M. Lachapelle: Vous êtes d'accord avec moi qu'on ne parle
pas de la même chose?
M. Bélisle: Non, non, d'accord, mais quand même;
toutes choses étant regardées dans des proportions et avec des
lorgnettes différentes, je pense qu'il y aurait quelque chose à
faire là-dessus.
M. Lachapelle: Je partage tout à fait votre point de
vue.
Équité dans le règlement des
différends
M. Bélisle: Parfaitl Maintenant, deuxième question,
quand je regarde le rapport de 1985 - vous excuserez ma façon de voir
les choses, je les vois peut-être avec l'oeil de quelqu'un qui a les deux
pieds coulés dans le béton, j'espère que non - à la
page 52, on parle d'un congédiement fondé sur l'orientation
sexuelle. Je partage, et je pense que la presque-totalité des
Québécois partage l'opinion qu'il ne doit pas y avoir de
discrimination basée sur l'orientation sexuelle d'une personne. Je lis
le résumé technique qui est là: Un homme qui travaillait
depuis quelques semaines comme cuisinier dans un restaurant fut très
surpris de se faire congédier. Il n'avait reçu aucun reproche sur
la qualité de son travail. Le propriétaire lui remet son
chèque de salaire et dit: Mon vieux, des gens comme toi, on n'en veut
pas ici.
Vous recevez, par conséquent, un appel
téléphonique, une requête, une demande
d'information. Il vous donne le nom du restaurant, le nom du
propriétaire, il vous donne l'événement, il vous dit
exactement les faits, c'est noté dans votre dossier. Vous partez de
là et vous faites enquête. Cela passe à un deuxième
niveau, on continue: "Les deux parties furent convoquées à une
audition au bureau de la commission." Et là les deux parties
s'amènent à la commission et le résultat, c'est: Elles se
dirent consentantes à régler le litige à l'amiable et,
après médiation, le plaignant - celui qui a subi la
discrimination - a accepté un montant en argent de 100 $.
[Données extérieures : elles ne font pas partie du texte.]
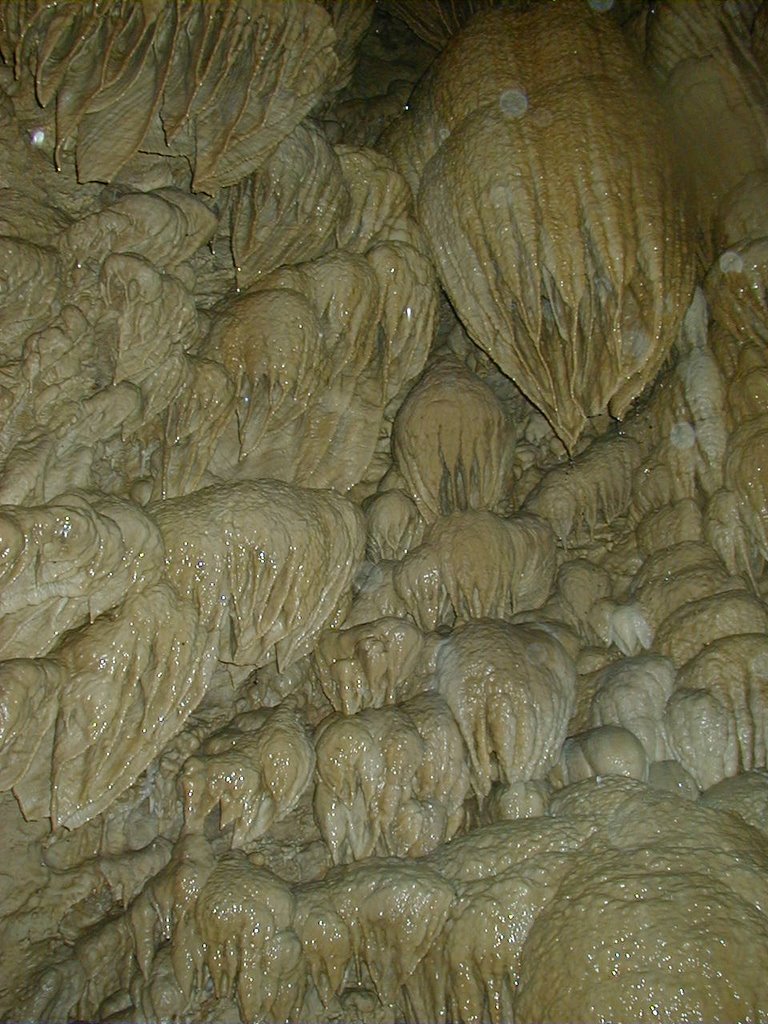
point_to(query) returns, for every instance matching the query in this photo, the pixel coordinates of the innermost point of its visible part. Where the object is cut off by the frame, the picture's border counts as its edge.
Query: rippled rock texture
(383, 518)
Que pensez-vous de cela, vous? Trouvez-vous que... Je ne sais pas,
mentalement, même s'il y a un compromis, que c'est légal entre
deux parties, quelqu'un qui utilise la Commission des droits de la personne
pour obtenir un dédommagement pécuniaire d'une somme totalement
ridicule, qui est de 100 $, qui a monopolisé les ressources de
l'État, moi, je trouve que c'est une sorte d'aberration. C'est comme si
on utilisait la commission pour des fins autres que celles pour lesquelles elle
a été prévue. C'est mon côté droit civil ou
civiliste qui me fait sursauter quand je vois cela.
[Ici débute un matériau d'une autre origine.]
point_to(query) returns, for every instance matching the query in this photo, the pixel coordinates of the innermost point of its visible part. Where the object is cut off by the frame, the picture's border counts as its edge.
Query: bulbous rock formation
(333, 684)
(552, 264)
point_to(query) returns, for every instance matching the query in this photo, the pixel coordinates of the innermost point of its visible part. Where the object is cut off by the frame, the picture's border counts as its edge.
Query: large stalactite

Je vais vous donner un autre exemple un peu plus loin, c'est un cas
exactement dans te même style, à la page 55: refus de logement
à un bénéficiaire de l'aide sociale. Cela se règle,
il y a une plainte, des démarches etc. On arrive devant la commission et
on s'entend: Je vais te donner une compensation de 400 $. Cela finit toujours
par une petite compensation ridicule. On dirait que... L'honneur est sauf et
tout le monde est satisfait, tout le monde est content; on a fait notre job.
(12 h 45)
M. Marcil: Exactement, dans la même ligne de pensée,
j'ai vu un cas comme ça qui m'avait été
référé, un cas de logement. La recommandation, en fin de
compte, c'était de recevoir des excuses, premièrement, et de lui
donner une bouteille de champagne. Cela vous dit quelque chose, ce cas?
M. Lachapelle: Oui.
M. Bélisle: Mieux que ça, dans votre document qui
est là...
Mme Trudeau-Bérard: C'était à la demande du
plaignant.
M. Lachapelle: Mais c'était à la demande du
plaignant.
M. Marcil: C'était à la demande du plaignant. Oui,
c'est ça, le plaignant voulait avoir des excuses et une bouteille de
Champagne.
M. Bélisle: Si vous le permettez, M. le Président,
dans la même ligne, il y a un autre exemple d'un cas qui est
relaté au sujet d'un handicapé qui entre dans un restaurant avec
son chien. Le type ne veut pas le recevoir. Quinze minutes plus tard, il lui
donne une table au fond. Il vient chez vous. Cela cause des frais à tous
les citoyens. Il y a un dossier d'enquête, une enquête qui est
menée auprès des deux parties. Cela se règle comment"? Le
restaurant donne 100 $ et un bon pour souper pour quatre personnes à son
restaurant. Ce n'est pas sérieux, M. le Président. Ce n'est pas
ça que je veux qu'on obtienne comme résultat de la Commission des
droits de la personne.
Peut-être que je suis naïf ou que je pense que les objectifs
ou les moyens ne sont pas utilisés. Mais je reviens à ce que je
vous disais tantôt. J'aimerais entendre votre réflexion
là-dessus. Il me semble que je serais mal à l'aise d'être
à la commission et de voir se passer de choses comme ça. Je ne
trouverais pas mon travail utile ou drôlement futile.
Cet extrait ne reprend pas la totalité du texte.